Рассказчик ещё отхлебнул вина, откинулся на спинку кресла и отрешённо поднял мутные глаза кверху. Его неподвижный стеклянный взгляд, казалось, не видел, не замечал ничего вокруг, но проникая сквозь старые, надёжно сложенные потолок и кровлю, сквозь незыблемость небесной тверди всё дальше и глубже, узрел незримое ни для кого из смертных и вёл теперь с Ним немой диалог. А губы самопроизвольно произнесли: «Любви ради юродивый».

Помолчали.

- Пора мне, Рассказчик, - старик встал, поднимая с пола посох и закидывая суму за плечо. - Не нам с тобою судить, не нам и величать.

- Погоди, монах. Вот ты мне скажи, старче, - Рассказчик обнажил в блаженной улыбке четыре уцелевшие зуба и хитрым прищуром посмотрел в глаза Прохожему. - Иуда Искариотский хороший был человек?

- Что ты? Побойся Бога. Он же Христа предал.

- А если бы не предал, если бы остался таким же верным учеником, как Пётр, как Иоанн, как другие апостолы, Иисус что, не спас бы человечество, омыв его грехи Кровью Своей Святой?

«Не кощунствуй, крамольник! - мог бы сказать на это Прохожий. - Уж не хочешь ли ты оправдать Иуду?», - но промолчал, зная, что ответ даст сам Рассказчик.

- Впрочем, преступление Иудино не умаляется, и злодейство не извиняется попустительством Божьим и промыслом Его, - Рассказчик снова стал серьёзен и задумчив. - Не об Иуде я, а о спасении России… О Любви и о предательстве, идущих рука обруку…

Прохожий подумал с минуту и, поправив на голове скуфью, направился к выходу, не удостоив ответом вопрошавшего. Возле самой двери он остановился.

- А всё-таки, роман твой должен быть написан, - сказал на прощание старик.

- Я не пишу романов, монах, - ответил Рассказчик.

- А про Иуду зачем спросил?

- Думать буду… Потом расскажу…

- Ну, как знаешь.

Прохожий вышел.

Рассказчик посидел ещё в старом скрипучем кресле, докурил сигарету, наконец встал, бросив окурок в бокал, и подошёл к окну.

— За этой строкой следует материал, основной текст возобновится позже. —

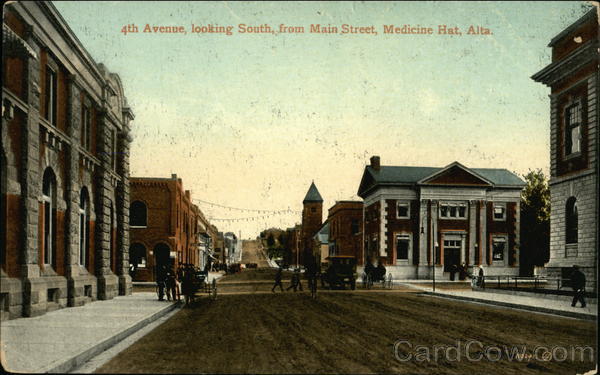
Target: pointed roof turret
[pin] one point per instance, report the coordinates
(313, 194)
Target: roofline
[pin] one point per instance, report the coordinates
(572, 27)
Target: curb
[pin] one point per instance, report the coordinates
(568, 314)
(81, 358)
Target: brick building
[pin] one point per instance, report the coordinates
(345, 229)
(164, 225)
(312, 220)
(573, 80)
(65, 167)
(417, 216)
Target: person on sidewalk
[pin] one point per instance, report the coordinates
(171, 285)
(277, 280)
(295, 281)
(161, 275)
(578, 285)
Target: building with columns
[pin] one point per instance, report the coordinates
(65, 168)
(418, 217)
(574, 139)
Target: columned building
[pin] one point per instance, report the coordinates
(420, 218)
(65, 168)
(573, 80)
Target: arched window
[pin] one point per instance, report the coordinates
(84, 227)
(137, 255)
(49, 215)
(571, 220)
(138, 215)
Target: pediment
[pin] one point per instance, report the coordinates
(455, 174)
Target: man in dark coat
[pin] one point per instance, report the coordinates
(578, 285)
(277, 280)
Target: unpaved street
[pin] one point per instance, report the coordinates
(343, 332)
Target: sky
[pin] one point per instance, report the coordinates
(249, 120)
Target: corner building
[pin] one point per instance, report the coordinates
(418, 218)
(573, 80)
(65, 167)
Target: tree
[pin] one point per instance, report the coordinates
(535, 222)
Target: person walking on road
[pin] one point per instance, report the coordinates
(296, 283)
(277, 280)
(578, 285)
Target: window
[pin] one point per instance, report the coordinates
(499, 212)
(572, 221)
(573, 129)
(498, 248)
(403, 210)
(49, 207)
(113, 149)
(50, 95)
(354, 226)
(84, 227)
(137, 255)
(138, 214)
(402, 246)
(453, 210)
(86, 128)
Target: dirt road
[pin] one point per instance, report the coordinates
(253, 330)
(252, 253)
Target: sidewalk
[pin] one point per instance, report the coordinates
(61, 340)
(537, 304)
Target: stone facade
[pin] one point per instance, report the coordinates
(165, 226)
(65, 168)
(573, 79)
(421, 220)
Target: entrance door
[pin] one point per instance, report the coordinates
(451, 254)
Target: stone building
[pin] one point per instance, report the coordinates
(345, 229)
(415, 217)
(573, 80)
(65, 168)
(164, 225)
(312, 220)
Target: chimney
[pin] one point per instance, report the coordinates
(375, 163)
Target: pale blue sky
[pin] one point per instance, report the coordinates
(256, 118)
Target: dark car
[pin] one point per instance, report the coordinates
(341, 271)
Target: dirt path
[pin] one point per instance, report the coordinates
(248, 329)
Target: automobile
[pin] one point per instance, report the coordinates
(340, 271)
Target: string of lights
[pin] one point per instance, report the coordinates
(277, 212)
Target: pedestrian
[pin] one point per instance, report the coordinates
(481, 277)
(295, 281)
(170, 284)
(462, 271)
(277, 280)
(578, 285)
(161, 274)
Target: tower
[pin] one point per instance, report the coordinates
(312, 219)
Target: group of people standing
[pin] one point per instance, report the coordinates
(173, 284)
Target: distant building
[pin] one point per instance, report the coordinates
(64, 168)
(321, 246)
(312, 219)
(415, 217)
(573, 80)
(345, 229)
(163, 224)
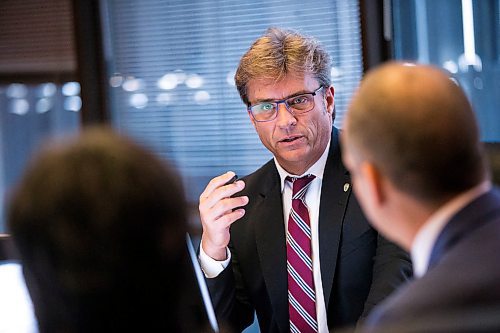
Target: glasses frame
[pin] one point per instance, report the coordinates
(284, 101)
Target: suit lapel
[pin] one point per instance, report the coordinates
(333, 202)
(474, 215)
(271, 246)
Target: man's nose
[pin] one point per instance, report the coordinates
(285, 115)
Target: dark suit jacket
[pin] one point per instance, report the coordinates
(358, 268)
(461, 290)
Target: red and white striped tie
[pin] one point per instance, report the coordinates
(301, 291)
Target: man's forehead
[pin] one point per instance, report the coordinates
(261, 89)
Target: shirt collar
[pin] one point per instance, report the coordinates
(317, 169)
(428, 233)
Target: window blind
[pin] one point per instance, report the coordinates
(172, 65)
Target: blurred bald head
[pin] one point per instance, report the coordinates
(417, 127)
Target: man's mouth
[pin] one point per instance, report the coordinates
(291, 139)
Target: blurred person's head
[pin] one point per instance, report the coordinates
(411, 143)
(493, 152)
(100, 222)
(284, 80)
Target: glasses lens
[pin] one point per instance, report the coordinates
(263, 111)
(301, 103)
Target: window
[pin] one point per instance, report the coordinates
(465, 41)
(172, 65)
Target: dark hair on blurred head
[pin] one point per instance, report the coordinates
(99, 222)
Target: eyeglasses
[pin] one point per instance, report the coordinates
(296, 105)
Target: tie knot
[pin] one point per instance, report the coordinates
(300, 184)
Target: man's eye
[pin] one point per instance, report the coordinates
(266, 107)
(298, 100)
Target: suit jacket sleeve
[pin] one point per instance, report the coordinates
(231, 305)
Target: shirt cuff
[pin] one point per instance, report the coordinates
(211, 267)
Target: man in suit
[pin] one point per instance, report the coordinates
(412, 146)
(247, 242)
(99, 223)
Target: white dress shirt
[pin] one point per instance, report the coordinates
(427, 235)
(212, 267)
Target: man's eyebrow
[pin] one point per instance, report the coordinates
(297, 93)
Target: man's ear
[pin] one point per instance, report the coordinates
(374, 183)
(330, 100)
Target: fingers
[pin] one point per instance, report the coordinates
(216, 183)
(217, 191)
(218, 210)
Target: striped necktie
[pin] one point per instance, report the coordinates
(301, 291)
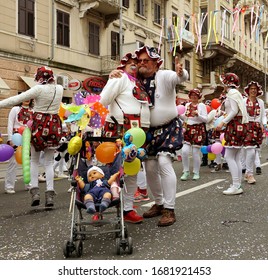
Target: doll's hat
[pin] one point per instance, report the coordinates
(259, 88)
(95, 168)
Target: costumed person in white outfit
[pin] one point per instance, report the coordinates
(46, 129)
(18, 117)
(128, 103)
(235, 132)
(255, 127)
(164, 137)
(194, 122)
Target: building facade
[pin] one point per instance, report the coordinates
(83, 40)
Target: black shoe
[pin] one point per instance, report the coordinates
(258, 170)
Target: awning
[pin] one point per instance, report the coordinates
(29, 81)
(3, 85)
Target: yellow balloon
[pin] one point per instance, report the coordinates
(75, 145)
(133, 167)
(211, 156)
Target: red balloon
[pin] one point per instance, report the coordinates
(215, 103)
(106, 152)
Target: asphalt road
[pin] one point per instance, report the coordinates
(210, 225)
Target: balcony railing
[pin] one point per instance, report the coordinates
(105, 7)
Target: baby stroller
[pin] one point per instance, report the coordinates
(82, 228)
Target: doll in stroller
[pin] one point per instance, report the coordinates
(97, 190)
(97, 204)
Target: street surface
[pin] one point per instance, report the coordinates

Там, за окном, в слабом ещё свете зарождающейся зари, возле древнего как мир исполинского дуба, густо поросшего большими зелёными листьями, стоял Прохожий, любуясь цветущим деревом. Монах поднял голову на окно, улыбнувшись, помахал Рассказчику рукой и, поправив суму на плече, пошёл своей, одному ему ведомой дорогой. По площади, называемой Красной, где его уже поджидали двое его спутников, мимо Василия Блаженного без крестов на маковках, через Воскресенские ворота на Охотный Ряд, мимо Большого театра, до сих пор упрятанного в леса, сквозь разгульные, хмельные компании новых русских - новых, судя по костюмам да по блестящим лакировкой железным коням, а по сути, всё тех же … по крутому, поросшему травой и кустарником берегу Неглинки, в прозрачных водах которой пока ещё водится рыба, далее через Петровские ворота прочь из Москвы, из города, в котором как-то хитро всегда уживались бок о бок друг с другом добро и зло, святость и порок, преступление и покаяние.